# Reclaiming a drive from a gmirror array



## pmorrill (Nov 5, 2010)

I use gmirror RAID1 to both assure data redundancy and to create hard-drives for swapping into production servers when major upgrades are needed. But I am struggling with something that should be easy:

If I remove a drive from gmirror, should I then be able mount it as a standalone drive on that or another machine? Specifically, my full drives are mirrored, including O/S and boot section, but I'd like to take one OLD drive out, mount its data partitions standalone, then recover data off it on another temporary machine (running its own o/s of course)

I have tried to do this, but am only able to mount the SLICE (eg: ad6s1), not the individual partitions (eg: ad6s1f). I am thinking that this is because there are no labels on the patitions (verified using bsdlabel)? Gmirror plants its info on the final sectors, but why is the original labelling gone? It was there when I installed the original 0/S....

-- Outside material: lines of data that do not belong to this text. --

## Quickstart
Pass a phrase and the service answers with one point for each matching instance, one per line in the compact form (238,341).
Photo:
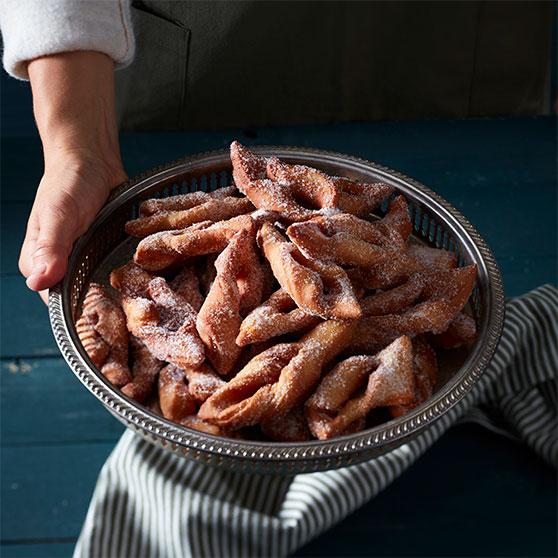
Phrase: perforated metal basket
(435,221)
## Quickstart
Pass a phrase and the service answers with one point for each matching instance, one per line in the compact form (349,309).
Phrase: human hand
(73,99)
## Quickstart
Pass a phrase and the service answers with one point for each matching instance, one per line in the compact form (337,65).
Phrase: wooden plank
(44,403)
(22,167)
(38,550)
(46,489)
(471,481)
(26,328)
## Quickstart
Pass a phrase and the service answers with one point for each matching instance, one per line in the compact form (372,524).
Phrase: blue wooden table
(473,494)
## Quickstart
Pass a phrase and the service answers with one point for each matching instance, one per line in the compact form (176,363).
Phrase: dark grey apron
(202,64)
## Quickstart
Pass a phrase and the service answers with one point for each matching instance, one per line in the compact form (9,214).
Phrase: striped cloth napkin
(149,502)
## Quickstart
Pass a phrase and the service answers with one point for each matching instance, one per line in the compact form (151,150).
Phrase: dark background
(475,493)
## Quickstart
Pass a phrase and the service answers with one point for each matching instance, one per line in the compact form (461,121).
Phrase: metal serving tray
(435,222)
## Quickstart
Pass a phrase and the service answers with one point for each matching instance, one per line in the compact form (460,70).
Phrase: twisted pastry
(174,398)
(316,189)
(162,250)
(291,427)
(249,173)
(187,285)
(278,379)
(183,201)
(349,240)
(276,316)
(394,300)
(212,210)
(203,381)
(145,369)
(237,286)
(196,423)
(388,379)
(102,331)
(442,296)
(318,288)
(414,259)
(425,369)
(159,317)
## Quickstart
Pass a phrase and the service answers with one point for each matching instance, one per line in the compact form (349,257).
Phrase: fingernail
(38,269)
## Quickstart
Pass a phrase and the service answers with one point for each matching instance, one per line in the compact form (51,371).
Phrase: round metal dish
(435,221)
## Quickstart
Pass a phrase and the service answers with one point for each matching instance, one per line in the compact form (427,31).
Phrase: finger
(28,247)
(52,248)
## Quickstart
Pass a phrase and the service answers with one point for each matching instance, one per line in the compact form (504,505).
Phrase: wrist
(74,106)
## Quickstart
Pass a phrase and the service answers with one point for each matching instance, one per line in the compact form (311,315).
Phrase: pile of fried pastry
(278,308)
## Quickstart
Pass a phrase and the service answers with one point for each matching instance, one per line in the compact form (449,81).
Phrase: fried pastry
(165,249)
(174,398)
(414,259)
(102,331)
(387,379)
(276,316)
(187,285)
(184,201)
(442,296)
(318,190)
(278,379)
(219,318)
(395,300)
(312,311)
(212,210)
(145,369)
(291,427)
(203,381)
(425,369)
(249,173)
(196,423)
(316,287)
(158,316)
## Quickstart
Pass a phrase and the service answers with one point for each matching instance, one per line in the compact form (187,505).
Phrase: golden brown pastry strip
(318,190)
(237,286)
(425,370)
(276,316)
(183,201)
(212,210)
(390,273)
(443,295)
(162,250)
(278,379)
(174,398)
(461,331)
(102,331)
(158,316)
(389,381)
(249,172)
(318,288)
(187,285)
(394,300)
(145,369)
(203,381)
(291,427)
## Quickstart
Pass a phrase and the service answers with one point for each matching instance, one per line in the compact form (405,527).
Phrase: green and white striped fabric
(149,502)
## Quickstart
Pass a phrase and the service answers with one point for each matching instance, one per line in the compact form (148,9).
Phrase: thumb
(52,248)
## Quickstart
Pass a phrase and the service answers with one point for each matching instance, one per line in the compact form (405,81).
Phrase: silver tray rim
(313,455)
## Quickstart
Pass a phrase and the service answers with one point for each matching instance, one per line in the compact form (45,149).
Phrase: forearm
(74,106)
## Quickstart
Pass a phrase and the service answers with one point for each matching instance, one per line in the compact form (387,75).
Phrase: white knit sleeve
(33,28)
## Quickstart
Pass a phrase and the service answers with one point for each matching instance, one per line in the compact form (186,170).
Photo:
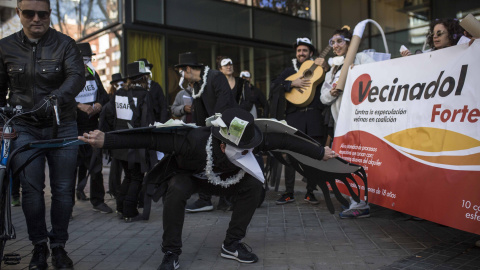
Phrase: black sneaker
(39,257)
(81,196)
(286,198)
(169,262)
(224,204)
(60,259)
(199,206)
(239,251)
(310,198)
(103,208)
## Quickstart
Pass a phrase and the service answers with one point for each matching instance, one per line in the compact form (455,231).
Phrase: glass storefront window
(297,8)
(263,64)
(78,18)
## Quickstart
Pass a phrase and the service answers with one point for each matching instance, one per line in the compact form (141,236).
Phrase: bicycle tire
(3,199)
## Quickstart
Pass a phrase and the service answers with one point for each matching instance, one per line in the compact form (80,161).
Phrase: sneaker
(81,196)
(199,206)
(224,204)
(239,251)
(60,259)
(310,198)
(16,202)
(169,262)
(39,257)
(355,213)
(286,198)
(138,217)
(103,208)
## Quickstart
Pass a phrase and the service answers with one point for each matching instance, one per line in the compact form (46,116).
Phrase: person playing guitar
(307,118)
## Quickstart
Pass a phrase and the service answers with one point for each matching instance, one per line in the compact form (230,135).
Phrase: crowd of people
(222,160)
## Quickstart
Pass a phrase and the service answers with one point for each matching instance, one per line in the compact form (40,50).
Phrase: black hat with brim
(148,64)
(252,136)
(188,59)
(85,49)
(116,77)
(136,69)
(308,44)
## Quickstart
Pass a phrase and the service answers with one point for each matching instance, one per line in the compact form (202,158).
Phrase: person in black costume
(89,105)
(307,119)
(131,107)
(160,107)
(218,160)
(212,94)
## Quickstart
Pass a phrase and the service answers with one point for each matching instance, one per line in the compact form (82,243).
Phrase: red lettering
(473,113)
(447,115)
(435,111)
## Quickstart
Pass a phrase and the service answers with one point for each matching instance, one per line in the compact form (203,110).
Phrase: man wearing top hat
(89,104)
(306,119)
(217,160)
(160,106)
(211,92)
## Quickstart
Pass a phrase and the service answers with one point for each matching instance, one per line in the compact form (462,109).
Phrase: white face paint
(246,162)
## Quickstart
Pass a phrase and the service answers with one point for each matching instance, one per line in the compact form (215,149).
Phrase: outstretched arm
(279,141)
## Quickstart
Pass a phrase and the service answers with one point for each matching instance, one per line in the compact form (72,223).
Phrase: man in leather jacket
(38,65)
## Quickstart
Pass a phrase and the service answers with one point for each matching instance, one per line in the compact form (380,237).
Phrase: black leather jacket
(53,66)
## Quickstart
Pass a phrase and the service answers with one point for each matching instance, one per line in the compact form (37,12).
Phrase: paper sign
(123,108)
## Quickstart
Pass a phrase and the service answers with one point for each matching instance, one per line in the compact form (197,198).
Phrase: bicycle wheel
(3,213)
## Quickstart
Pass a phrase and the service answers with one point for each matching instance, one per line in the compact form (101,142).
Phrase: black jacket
(216,97)
(53,66)
(160,107)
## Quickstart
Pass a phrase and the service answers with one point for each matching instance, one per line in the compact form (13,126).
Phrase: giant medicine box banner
(413,123)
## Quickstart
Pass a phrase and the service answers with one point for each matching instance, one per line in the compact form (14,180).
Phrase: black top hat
(136,69)
(148,64)
(116,77)
(304,41)
(85,49)
(188,59)
(252,136)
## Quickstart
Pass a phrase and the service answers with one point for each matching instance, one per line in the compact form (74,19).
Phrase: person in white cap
(217,159)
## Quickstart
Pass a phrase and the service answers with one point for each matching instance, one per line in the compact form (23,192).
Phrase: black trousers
(127,199)
(247,196)
(97,190)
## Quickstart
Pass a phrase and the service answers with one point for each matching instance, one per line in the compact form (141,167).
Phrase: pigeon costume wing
(321,172)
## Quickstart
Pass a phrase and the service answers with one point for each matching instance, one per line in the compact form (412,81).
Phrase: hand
(406,53)
(88,109)
(95,138)
(43,109)
(329,153)
(334,92)
(97,108)
(301,82)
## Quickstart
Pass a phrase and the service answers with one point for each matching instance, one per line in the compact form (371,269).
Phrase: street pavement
(292,236)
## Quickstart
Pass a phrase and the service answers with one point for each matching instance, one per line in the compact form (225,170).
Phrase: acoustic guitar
(302,97)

It seems to me that having a RAID 1 from which I cannot grab a single drive and mount independently for data recovery is less than ideal. I am not an expert system admin though, so any suggestions would be very helpful. What am I doing wrong?

OS is FBSD 7.3-RELEASE-p2
Drives are SATA


----------



## phoenix (Nov 5, 2010)

How did you configure gmirror?  Using the block device?  Using the slice?  Using individual partitions?

How did you slice/partition things?  Using the block device?  Using the gmirror device?

The output of `$ gmirror status` and `$ gmirror list` would be helpful.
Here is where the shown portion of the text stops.